Un nuevo y significativo aumento en la tarifa del transporte público ha puesto a Mendoza entre las ciudades con el pasaje más caro del país. El golpe al bolsillo de los trabajadores es enorme, generando una ola de indignación sin precedentes.
Una nueva actualización en la tarifa del transporte público ha generado una profunda indignación social. El nuevo precio del boleto de colectivo de Mendoza no solo representa un gran golpe al bolsillo de los usuarios, sino que la provincia escaló dramáticamente en el ranking nacional, ubicándose entre las jurisdicciones con el pasaje más oneroso del país. Esta suba que destrozó el bolsillo ahora impacta directamente en la economía familiar.
El aumento, justificado por la provincia en la suba de costos operativos y la reducción de subsidios federales, fue criticado duramente por gremios y organizaciones de consumidores. Para un trabajador que utiliza dos colectivos por día, cinco días a la semana, el costo mensual del transporte se disparó, devorando una porción significativa del salario, lo que provoca la indignación colectiva.
Mendoza, con su red de transporte MendoTran, siempre se ha diferenciado por la calidad de sus unidades y la frecuencia, pero los usuarios señalan que la calidad del servicio no justifica el nuevo precio del boleto. El principal problema es que la suba no vino acompañada de una mejora sustancial. La frecuencia en horas valle sigue siendo un problema en el Gran Mendoza, y la conexión con zonas alejadas es insuficiente.
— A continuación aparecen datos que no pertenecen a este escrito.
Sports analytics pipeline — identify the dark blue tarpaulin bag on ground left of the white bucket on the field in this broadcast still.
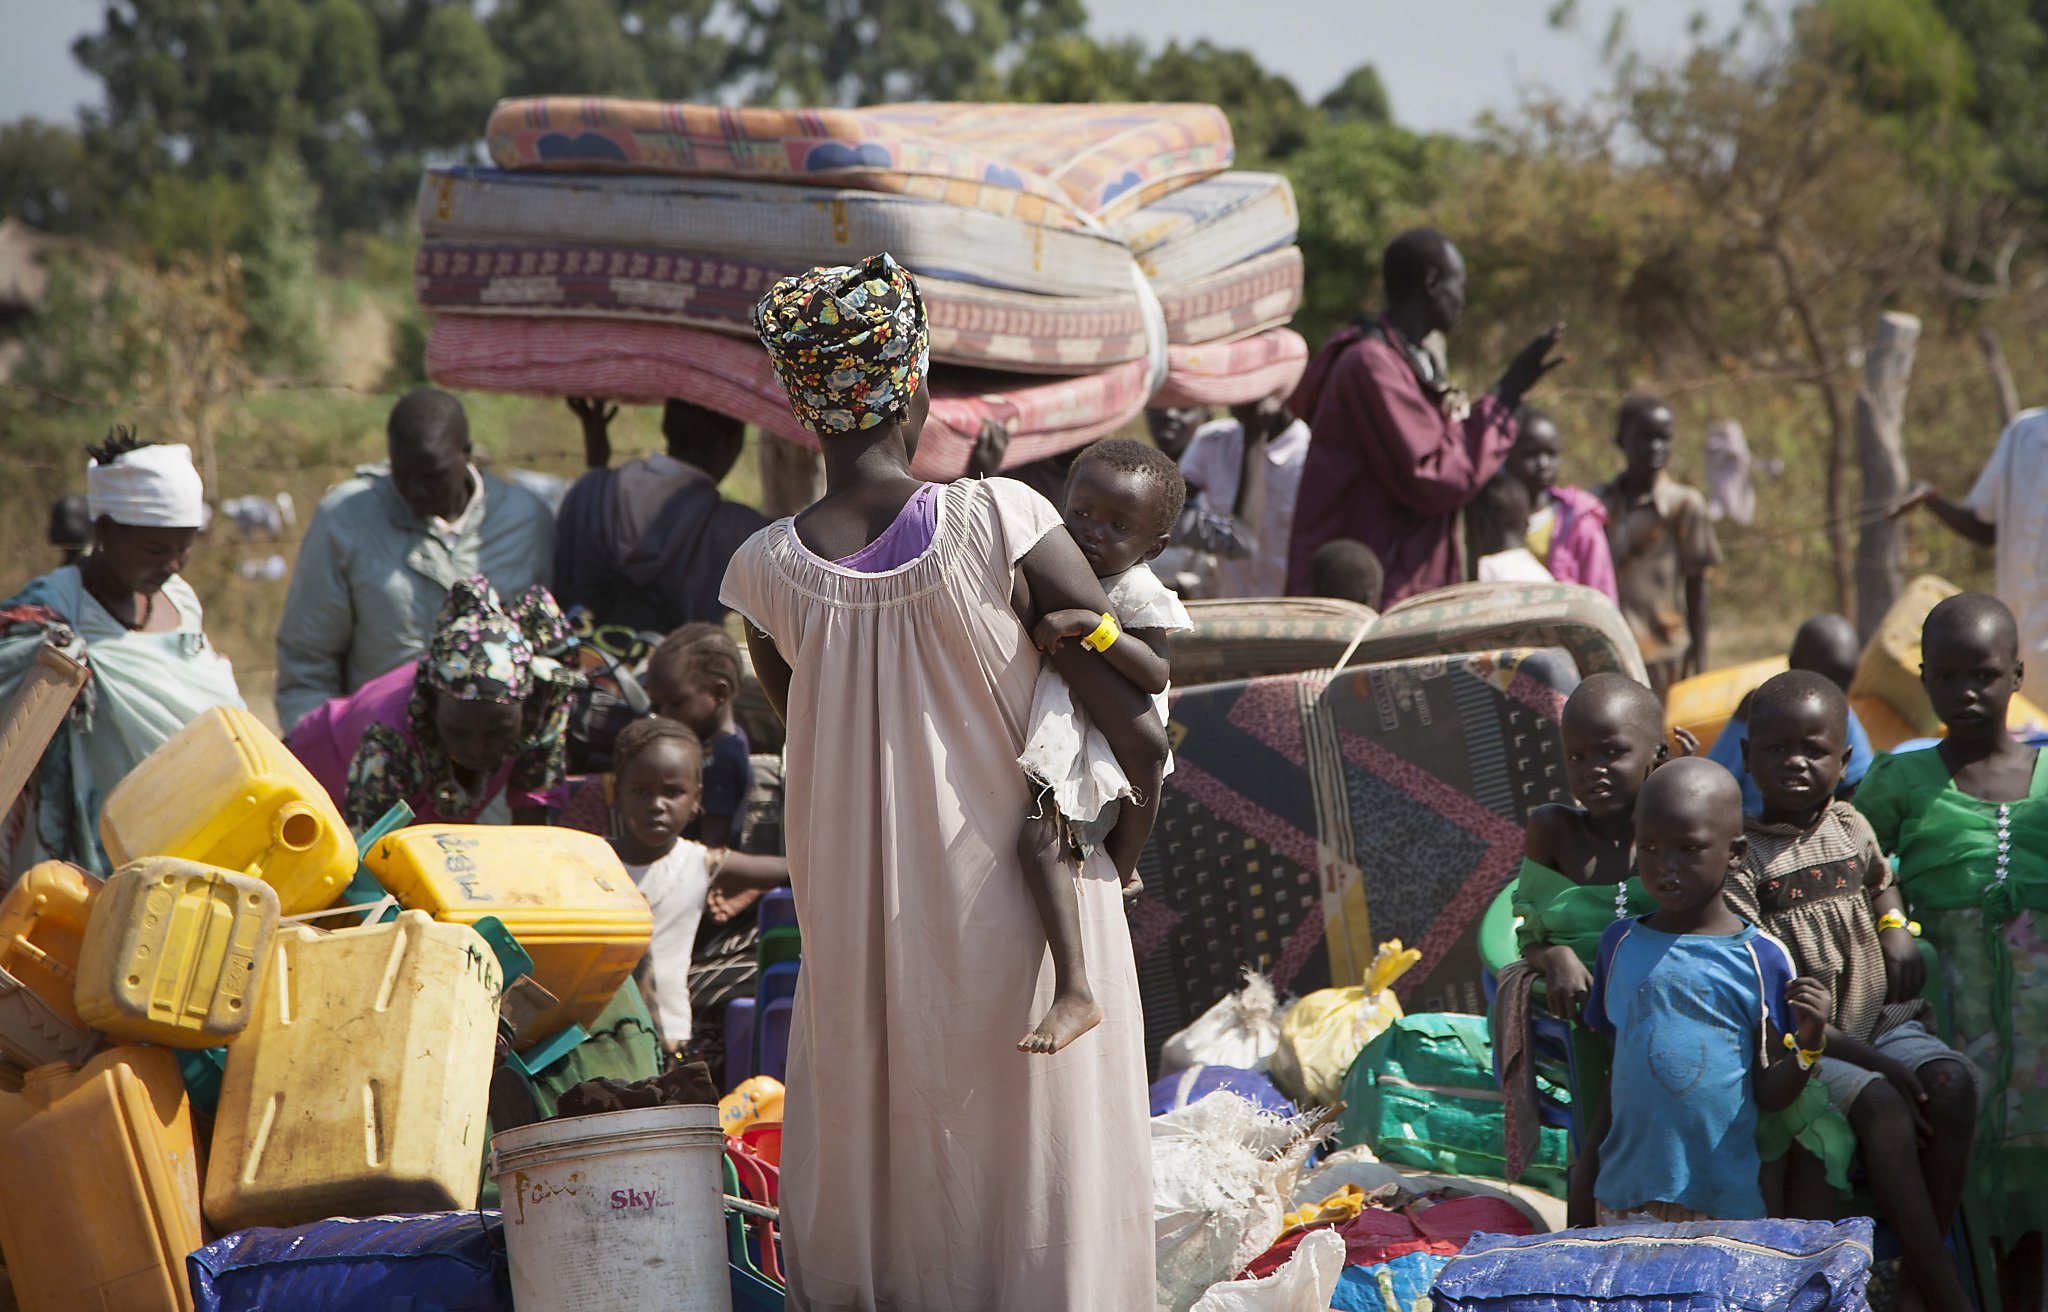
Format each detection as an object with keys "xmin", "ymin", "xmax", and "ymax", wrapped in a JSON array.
[{"xmin": 184, "ymin": 1212, "xmax": 512, "ymax": 1312}]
La situación se vuelve crítica para los estudiantes y jubilados. Si bien existen tarifas subsidiadas o diferenciadas, el valor del boleto de colectivo Mendoza sin descuentos ya supera la capacidad de pago de muchos sectores vulnerables. La indignación se canaliza en las redes sociales, donde los usuarios reclaman una política tarifaria más equitativa.
El Gobierno defiende la medida como necesaria para mantener el equilibrio financiero del sistema. Sin embargo, para los miles de mendocinos que usan el transporte a diario, el nuevo precio del boleto de colectivo de Mendoza es una demostración clara de que la crisis económica se paga en la ventanilla del bus, sintiendo que su bolsillo ha sido destrozado ahora.